After that, the silence reigned for nearly two hours. Tim thinks he dozed off like four times for nearly twenty minutes each round. By the time he opened his eyes again, one of his fluffiest blankets was over him. He quirked an eyebrow at the gesture, knowing that he’d survived these hours in an open yet enclosed space with Jason’s company just because he was high off his ass. Normally his nervous system wouldn't have been able to take it. The body keeping score and all that.
Jason had been surprisingly nice too, though. Human. Normal. It wasn't something brand new, either, but it didn’t erase the fact that both of them weren’t the closest duo of their weird little group.

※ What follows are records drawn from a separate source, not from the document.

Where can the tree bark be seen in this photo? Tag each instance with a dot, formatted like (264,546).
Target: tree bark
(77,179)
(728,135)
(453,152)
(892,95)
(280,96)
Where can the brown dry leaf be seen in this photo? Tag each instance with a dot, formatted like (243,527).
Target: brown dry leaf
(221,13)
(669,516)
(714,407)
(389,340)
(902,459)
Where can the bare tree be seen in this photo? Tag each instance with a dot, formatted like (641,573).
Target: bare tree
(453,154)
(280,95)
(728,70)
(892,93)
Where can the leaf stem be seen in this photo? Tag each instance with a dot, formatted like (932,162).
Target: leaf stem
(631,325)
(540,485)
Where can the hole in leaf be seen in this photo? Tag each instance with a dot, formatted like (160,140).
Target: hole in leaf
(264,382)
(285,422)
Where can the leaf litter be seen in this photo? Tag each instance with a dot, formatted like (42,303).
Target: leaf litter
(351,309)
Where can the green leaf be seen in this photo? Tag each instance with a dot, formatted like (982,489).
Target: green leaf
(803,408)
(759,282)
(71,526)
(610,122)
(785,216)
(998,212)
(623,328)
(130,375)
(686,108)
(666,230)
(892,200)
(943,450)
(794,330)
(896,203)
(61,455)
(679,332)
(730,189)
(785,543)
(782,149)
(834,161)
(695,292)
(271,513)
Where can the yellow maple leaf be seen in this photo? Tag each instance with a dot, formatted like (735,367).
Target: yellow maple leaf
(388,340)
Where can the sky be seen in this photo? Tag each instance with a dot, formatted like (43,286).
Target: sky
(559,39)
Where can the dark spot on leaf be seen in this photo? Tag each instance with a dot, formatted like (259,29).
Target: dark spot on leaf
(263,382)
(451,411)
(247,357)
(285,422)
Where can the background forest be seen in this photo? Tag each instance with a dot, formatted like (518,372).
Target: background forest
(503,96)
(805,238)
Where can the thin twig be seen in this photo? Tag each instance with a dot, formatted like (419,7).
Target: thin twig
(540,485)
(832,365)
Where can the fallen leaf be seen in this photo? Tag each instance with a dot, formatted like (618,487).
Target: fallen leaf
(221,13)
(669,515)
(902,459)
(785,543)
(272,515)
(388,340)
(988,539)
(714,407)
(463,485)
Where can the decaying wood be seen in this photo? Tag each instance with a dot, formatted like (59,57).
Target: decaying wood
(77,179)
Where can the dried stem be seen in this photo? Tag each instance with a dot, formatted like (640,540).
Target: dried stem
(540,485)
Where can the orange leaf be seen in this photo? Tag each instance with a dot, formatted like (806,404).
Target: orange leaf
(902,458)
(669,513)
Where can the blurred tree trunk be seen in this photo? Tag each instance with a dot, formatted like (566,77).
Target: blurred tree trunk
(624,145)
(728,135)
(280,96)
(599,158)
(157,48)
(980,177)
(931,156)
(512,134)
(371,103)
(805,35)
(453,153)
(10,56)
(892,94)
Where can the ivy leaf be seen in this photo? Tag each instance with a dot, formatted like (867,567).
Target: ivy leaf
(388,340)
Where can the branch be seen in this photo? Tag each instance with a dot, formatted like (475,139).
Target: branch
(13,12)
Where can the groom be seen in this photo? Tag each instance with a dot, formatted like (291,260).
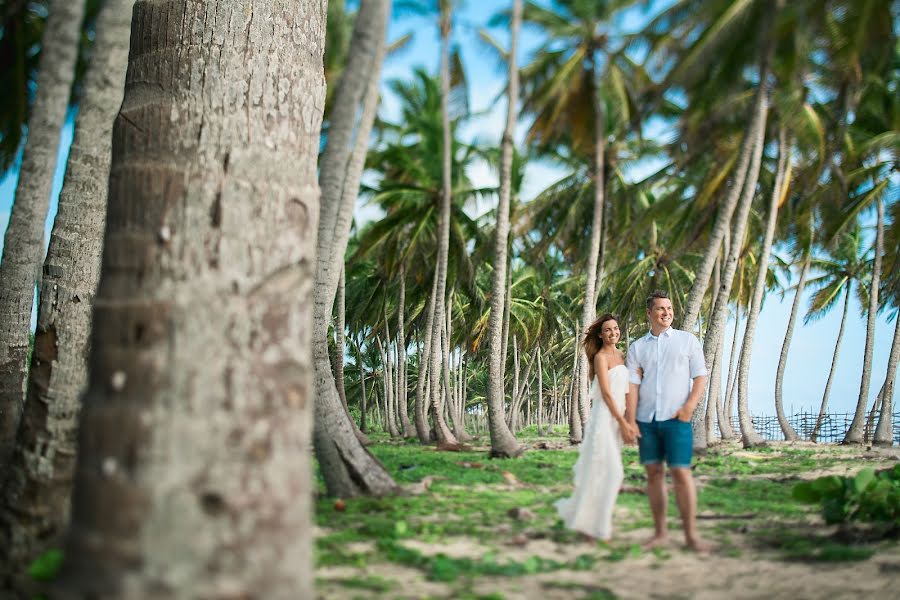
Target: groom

Tim often thought about other universes. It was a fact that they existed, so he couldn’t help but think about those other worlds, those other Tim’s and Jason’s and even Bruce’s. He wondered if things had turned out different in those other timelines. If Jason had never died, or if Jason had died and things had gone differently. If Bruce had tried to be more open with one of his previously deceased sons. If Jason had tried more to be more open to different interpretations of the code. If they both had tried. If they had healed from the trauma. If Tim hadn’t been squeezed between the unstoppable drama those two got themselves into without intentions of ever letting it go.
If, if, if.
But Tim also knew that to wonder about it only made him look selfish. He was the least affected of them, not forgetting about Alfred, and even counting Dick.
Still deep in his thoughts, Tim walked past his living room, instantly taking on the lingering scent of homemade food. Without thinking too much about it, he relaxedly made his way into the kitchen, finding his biggest tupperware full of delicious-looking food. A post-it was over the lid.
Dearest Rat Boy, it read.
Steph gave me shelter. She isn’t a piece of shit like yourself. I told Dick about your gummies and the IDIOT started to yell at ME. Call him ASAP. Or don’t, I don’t care. One of my guys will come by tomorrow with a new dishwasher. He agreed to rebuild the churned spot and install the thing for free—ha, not really. I gave him your last bag of gummies. You’re welcome for curing your crippling addiction.
PS. Learn how to cook, it’s embarrassing. I’ll send you the links of the meditation exercises I told you about.
I hope you have a terrible, horrible rest of the day, week, month and year,
J.
Tim huffed at the mini-letter, trying to evaporate his amusement into nothing. (Jason obviously preffered to write a mini-letter instead of a brief and normal note, fuck him—also fuck his tiny and perfectly meticulous handwriting). He crumpled the little piece of yellow paper, threw it on the trash, grabbed a spoon, took the tupperware with him to the couch and put on the reruns of Parks and Rec. He had two hours to eat and binge-watch before going out to patrol, anyway.
Hours later, when he returned from patrol wincing and limping (he’d told Alfred he was fine while refusing to meet Bruce’s and Dick’s worrying gazes; Damian had only given him a slightly annoying look before hitting the showers—baby steps), Tim retrieved the crumpled little ball of yellow paper, groaning quietly because of his blatant defeat.
Nostalgia and hope were such annoying sentiments.
Jason Todd: 5, probably - Tim: 0.
Tim straightened the mini-letter as best as he could, cringing at the obvious line marks almost ruining it, and stashed it in his memorabilia box.
And, please, shut the fuck up. No one had to know about this.